Posted by Unknown on Wednesday, October 1, 2014


The combined profits of the Big Six could fall 40pc from £1.2bn in 2013 to just £700m in 2020 as a result of the erosion of the market share, lower profit margins and customers using less due to energy efficiency.


"We believe there will be a reversal of previous industry consolidation over the coming years as independent suppliers and generators take market share and less competitive players exit," Citigroup said.


The Big Six would all ultimately need to “restructure their supply businesses drastically to lower their costs and become price competitive, and improve their customer service experience to stem the flow of customer losses”, they said.


The analysts highlighted Npower – recently rated worst major brand in Britain by Which? - as the supplier that was most vulnerable to losing customers. “Npower, with the highest admin costs per customer and weak customer service score, appears to us least well positioned to retain market share,” they said.

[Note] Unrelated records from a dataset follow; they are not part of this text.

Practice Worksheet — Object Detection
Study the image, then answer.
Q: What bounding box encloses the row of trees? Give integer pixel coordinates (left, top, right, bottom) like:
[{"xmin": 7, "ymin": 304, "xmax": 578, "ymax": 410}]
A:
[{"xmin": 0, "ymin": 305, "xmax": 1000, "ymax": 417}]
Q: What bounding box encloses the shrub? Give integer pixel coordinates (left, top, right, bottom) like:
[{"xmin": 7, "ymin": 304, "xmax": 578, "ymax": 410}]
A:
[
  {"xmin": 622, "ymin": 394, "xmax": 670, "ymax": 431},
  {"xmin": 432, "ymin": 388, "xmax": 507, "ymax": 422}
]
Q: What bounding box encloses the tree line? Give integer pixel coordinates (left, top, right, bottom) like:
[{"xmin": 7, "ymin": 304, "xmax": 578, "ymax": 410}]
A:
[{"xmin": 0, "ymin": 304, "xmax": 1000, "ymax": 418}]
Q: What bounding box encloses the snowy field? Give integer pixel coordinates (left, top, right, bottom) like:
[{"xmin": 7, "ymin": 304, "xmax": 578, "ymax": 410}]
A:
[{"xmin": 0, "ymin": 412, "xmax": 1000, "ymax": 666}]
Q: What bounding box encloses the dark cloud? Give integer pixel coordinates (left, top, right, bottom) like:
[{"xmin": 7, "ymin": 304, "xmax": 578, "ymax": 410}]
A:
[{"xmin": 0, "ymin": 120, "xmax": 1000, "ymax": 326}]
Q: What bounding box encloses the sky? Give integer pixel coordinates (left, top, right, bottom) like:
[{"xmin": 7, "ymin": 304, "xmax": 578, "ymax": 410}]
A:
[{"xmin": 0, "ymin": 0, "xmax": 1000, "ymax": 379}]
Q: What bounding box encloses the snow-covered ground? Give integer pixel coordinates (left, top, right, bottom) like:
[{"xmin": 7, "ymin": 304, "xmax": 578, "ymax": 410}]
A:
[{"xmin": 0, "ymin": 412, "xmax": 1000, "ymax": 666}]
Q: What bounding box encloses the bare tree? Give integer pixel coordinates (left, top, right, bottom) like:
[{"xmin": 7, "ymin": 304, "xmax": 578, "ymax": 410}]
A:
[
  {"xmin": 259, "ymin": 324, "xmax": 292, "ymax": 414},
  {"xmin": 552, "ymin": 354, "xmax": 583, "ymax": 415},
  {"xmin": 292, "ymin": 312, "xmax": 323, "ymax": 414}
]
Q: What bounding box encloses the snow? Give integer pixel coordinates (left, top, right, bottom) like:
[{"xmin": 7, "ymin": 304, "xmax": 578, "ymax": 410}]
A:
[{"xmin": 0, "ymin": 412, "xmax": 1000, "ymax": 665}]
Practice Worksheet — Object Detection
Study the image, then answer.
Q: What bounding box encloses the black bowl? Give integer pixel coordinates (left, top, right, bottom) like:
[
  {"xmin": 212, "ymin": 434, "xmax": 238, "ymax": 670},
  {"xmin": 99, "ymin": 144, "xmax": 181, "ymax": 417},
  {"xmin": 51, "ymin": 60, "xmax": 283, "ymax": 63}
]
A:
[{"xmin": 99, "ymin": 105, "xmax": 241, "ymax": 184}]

They suggested that some of the Big Six may decide against the investment and overhaul needed to remain competitive and instead sell on their customers or wind down their businesses as customers leave.


“We may well see some participants simply running their supply business to maximize cashflow in the short term and exit the market at some point,” they said.



Smaller suppliers have already increased market share rapidly over the past year, from just 2pc in 2012.


Suppliers such as First Utility and Ovo Energy have been helped by unprecedented focus on energy bills following Ed Miliband's price freeze pledge, while Utility Warehouse was established as a major small supplier through a deal to take on Npower customers.


Half of customers who switch supplier now opt for a smaller company.


While greater competition on price will be good news for consumers, the analysts warn that household bills will nevertheless be 20pc higher than today, in nominal terms, by 2020, due to the costs of green energy policies and network maintenance, as well as the impact of inflation.


The forecast is revised down from a 50pc rise the analysts predicted last year, owing to lower wholesale prices and changes to levies on bills.